物語は、ポリティカル・コメディならではのパンチが効いたせりふが応酬する小気味いい脚本が魅力です。わけても、民主党のジマーと共和党のフェイスがお互いにいがみあい、相手を出し抜こうと策を弄するくだりなど、良質なアメリカン・コメディならではの勢いのよさ、痛快さに満ちており、観客を満足させるものです。思想的にはリベラルであるものの、田舎町に住む人びとをどこか見下し、自分は洗練されたエリートだと自負するジマーは、地域の人びとからの信頼を勝ち得るには至りません。彼が町長選挙を応援するのは、民主党にとっての利益を求めてにほかならず、その土地に住む人びとの暮らしを思っているわけではないのです。

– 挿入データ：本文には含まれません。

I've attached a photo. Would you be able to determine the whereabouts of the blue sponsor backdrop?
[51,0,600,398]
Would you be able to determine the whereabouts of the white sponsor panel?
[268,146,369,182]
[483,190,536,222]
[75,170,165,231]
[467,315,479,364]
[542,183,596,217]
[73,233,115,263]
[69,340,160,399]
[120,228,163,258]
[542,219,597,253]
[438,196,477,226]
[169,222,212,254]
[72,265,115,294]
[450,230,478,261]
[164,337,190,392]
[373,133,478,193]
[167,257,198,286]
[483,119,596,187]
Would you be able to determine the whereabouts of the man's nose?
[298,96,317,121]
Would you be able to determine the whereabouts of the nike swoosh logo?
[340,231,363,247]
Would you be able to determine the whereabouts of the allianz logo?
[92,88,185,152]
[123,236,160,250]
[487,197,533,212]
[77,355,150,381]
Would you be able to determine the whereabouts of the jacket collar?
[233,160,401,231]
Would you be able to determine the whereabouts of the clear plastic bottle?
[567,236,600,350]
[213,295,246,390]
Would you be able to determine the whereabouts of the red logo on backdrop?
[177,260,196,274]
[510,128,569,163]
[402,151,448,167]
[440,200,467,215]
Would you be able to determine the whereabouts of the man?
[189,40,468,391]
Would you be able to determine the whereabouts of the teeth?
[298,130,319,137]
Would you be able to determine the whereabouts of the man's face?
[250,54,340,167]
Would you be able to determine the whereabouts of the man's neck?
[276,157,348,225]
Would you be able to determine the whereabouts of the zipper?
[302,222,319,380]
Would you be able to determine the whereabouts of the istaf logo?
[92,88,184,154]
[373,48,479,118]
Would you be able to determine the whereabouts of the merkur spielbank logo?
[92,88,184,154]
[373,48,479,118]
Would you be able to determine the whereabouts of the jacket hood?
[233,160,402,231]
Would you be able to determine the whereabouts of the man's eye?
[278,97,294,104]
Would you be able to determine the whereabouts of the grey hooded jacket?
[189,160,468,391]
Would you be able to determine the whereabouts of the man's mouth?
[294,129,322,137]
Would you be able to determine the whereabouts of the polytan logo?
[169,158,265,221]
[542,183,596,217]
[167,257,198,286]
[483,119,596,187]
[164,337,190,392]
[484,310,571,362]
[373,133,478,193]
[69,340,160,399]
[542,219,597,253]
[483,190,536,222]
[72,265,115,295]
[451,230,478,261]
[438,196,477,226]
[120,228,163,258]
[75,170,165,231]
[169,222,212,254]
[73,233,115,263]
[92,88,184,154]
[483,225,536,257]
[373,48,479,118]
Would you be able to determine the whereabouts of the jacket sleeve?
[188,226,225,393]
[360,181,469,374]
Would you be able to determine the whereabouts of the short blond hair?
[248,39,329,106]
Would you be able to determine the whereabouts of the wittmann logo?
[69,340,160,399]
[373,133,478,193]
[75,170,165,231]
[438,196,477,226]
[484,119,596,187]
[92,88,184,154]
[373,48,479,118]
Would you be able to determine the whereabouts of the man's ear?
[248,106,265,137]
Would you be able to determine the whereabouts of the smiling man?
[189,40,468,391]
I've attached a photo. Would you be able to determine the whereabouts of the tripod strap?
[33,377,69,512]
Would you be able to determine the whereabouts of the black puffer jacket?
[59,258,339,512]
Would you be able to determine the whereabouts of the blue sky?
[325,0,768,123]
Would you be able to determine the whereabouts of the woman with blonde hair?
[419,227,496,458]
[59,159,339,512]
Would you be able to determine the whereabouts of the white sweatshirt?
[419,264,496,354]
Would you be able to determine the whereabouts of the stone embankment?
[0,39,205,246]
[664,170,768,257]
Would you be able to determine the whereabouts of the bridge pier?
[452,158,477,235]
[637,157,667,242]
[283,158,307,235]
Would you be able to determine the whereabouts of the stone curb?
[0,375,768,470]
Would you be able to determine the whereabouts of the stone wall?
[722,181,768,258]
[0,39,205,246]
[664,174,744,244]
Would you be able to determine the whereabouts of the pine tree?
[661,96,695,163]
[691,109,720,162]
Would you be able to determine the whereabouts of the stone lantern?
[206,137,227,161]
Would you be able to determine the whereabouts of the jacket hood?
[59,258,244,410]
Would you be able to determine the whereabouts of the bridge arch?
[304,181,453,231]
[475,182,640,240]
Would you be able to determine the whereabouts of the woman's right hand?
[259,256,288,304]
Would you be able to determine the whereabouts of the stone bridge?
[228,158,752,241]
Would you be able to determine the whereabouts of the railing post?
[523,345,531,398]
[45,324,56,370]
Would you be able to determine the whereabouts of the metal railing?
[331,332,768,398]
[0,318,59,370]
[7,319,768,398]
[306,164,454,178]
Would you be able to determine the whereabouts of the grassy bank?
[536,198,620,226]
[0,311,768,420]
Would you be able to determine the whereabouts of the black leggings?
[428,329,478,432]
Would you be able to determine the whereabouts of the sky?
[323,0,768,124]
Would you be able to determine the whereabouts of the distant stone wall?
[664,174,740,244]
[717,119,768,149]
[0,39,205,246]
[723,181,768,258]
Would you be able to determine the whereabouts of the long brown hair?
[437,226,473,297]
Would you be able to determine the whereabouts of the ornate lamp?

しかし、かといって100%利己的な人間になりきるのも難しいのです。ジャックの演説に奮い立つような衝動をよみごえらせたジマーは、なぜ自分が政治の世界へ足を踏み入れたかを思い出したかのように狂喜乱舞します。見ていて素直に胸を打たれるみごとな場面でした。一度は青臭い理想を捨て、現実主義に堕したように見えた男にも、実は内面に熱い理想が残っていたのだという展開には興奮せざるをえません。こうした感情の揺れが描かれる、飛行機での会話など本当にすばらしい。眠っていたエモーションの再起を巧みに演じたスティーブ・カレルに興奮させられると同時に、映画全体が現在の選挙制度や、あまりにも金がかかりすぎる現状に対する警鐘として機能している点にも、たしかな手応えを感じました。ポリティカル・コメディとはまさにこのようであるべきだ、と納得させられたフィルムです。